Kaggle Airline Delay & Cancellation Analysis (SQL)

Analysis of Domestic Airline Cancellation and Delays (2009-2018)

Home
Motivation
About the Data
Obtaining Data
Software Requirements
Analysis with SQL
Summary
Glossary
References

Software Requirement & Specification:

Choosing BigQuery

The combined data set for Delays and Cancellation was huge. Querying such large datasets with database management solution like MySQL or Postgres takes nearly a minute. In a professional environment, such large latency might decrease performance and efficiency.

Therefore, a high throughput low latency solution i.e. BigQuery was adopted.
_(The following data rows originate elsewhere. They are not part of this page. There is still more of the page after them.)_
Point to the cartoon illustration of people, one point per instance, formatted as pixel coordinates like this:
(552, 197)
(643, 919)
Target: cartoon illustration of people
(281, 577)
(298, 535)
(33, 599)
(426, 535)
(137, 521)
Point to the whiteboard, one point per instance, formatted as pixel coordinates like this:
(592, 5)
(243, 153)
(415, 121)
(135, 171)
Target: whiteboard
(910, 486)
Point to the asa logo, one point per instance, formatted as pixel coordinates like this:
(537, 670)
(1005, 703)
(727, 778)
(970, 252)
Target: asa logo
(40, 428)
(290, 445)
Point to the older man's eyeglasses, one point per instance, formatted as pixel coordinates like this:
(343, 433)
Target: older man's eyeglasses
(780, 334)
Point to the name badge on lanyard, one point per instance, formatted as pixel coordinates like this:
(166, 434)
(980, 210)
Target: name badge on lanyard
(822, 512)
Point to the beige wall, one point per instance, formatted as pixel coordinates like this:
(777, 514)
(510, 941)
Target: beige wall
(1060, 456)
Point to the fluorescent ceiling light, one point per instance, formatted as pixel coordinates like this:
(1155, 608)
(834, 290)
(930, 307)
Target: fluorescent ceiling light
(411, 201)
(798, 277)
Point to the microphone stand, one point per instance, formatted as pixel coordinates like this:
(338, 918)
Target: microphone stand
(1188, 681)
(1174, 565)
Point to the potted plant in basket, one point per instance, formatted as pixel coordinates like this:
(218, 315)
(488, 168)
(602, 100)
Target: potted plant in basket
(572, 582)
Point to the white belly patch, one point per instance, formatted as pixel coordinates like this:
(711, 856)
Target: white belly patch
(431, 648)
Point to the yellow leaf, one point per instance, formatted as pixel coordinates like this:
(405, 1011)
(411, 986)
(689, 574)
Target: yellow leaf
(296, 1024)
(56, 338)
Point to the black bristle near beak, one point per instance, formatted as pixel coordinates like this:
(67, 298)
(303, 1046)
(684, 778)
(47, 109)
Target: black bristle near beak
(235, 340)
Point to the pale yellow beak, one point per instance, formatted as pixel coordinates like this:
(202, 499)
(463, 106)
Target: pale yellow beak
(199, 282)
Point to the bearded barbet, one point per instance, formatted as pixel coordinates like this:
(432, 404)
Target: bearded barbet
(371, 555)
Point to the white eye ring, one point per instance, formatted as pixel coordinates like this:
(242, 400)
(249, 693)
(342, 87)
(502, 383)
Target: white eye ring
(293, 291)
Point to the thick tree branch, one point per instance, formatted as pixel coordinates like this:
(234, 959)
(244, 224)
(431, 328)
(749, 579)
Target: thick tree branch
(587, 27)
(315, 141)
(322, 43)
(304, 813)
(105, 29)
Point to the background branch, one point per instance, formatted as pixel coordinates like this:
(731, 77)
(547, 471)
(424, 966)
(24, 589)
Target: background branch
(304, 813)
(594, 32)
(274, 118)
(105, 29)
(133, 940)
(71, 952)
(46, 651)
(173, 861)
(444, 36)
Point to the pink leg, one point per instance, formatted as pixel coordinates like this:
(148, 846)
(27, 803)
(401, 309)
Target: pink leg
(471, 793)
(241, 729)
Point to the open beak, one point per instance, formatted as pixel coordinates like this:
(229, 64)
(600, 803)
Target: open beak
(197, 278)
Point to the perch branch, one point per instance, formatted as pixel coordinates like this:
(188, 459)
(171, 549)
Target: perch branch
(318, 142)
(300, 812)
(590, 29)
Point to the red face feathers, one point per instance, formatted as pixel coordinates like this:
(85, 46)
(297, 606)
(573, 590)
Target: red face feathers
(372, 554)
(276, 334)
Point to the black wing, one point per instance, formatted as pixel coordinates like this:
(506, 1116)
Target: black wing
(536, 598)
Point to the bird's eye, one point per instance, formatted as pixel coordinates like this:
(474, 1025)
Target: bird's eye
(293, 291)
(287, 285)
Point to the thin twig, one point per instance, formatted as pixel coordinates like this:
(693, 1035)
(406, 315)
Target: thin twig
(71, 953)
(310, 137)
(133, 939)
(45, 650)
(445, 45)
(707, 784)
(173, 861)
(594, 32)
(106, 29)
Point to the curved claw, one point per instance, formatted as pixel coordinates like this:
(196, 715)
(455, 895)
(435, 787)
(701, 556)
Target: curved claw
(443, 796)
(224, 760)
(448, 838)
BigQuery is a serverless, highly scalable, and cost-effective data warehouse designed to help you turn big data into informed business decisions. [1]. BigQuery can analyse terrabytes of data with seconds.

Google Cloud Storage

The overall size of combined dataset was 7 GB. Such large size data files cannot be uploaded directly to BigQuery.

Therefore, GCS was was used as an intermediate data storage through which data was further load to BigQuery. The GCS bucket that was used : gs://airline-data.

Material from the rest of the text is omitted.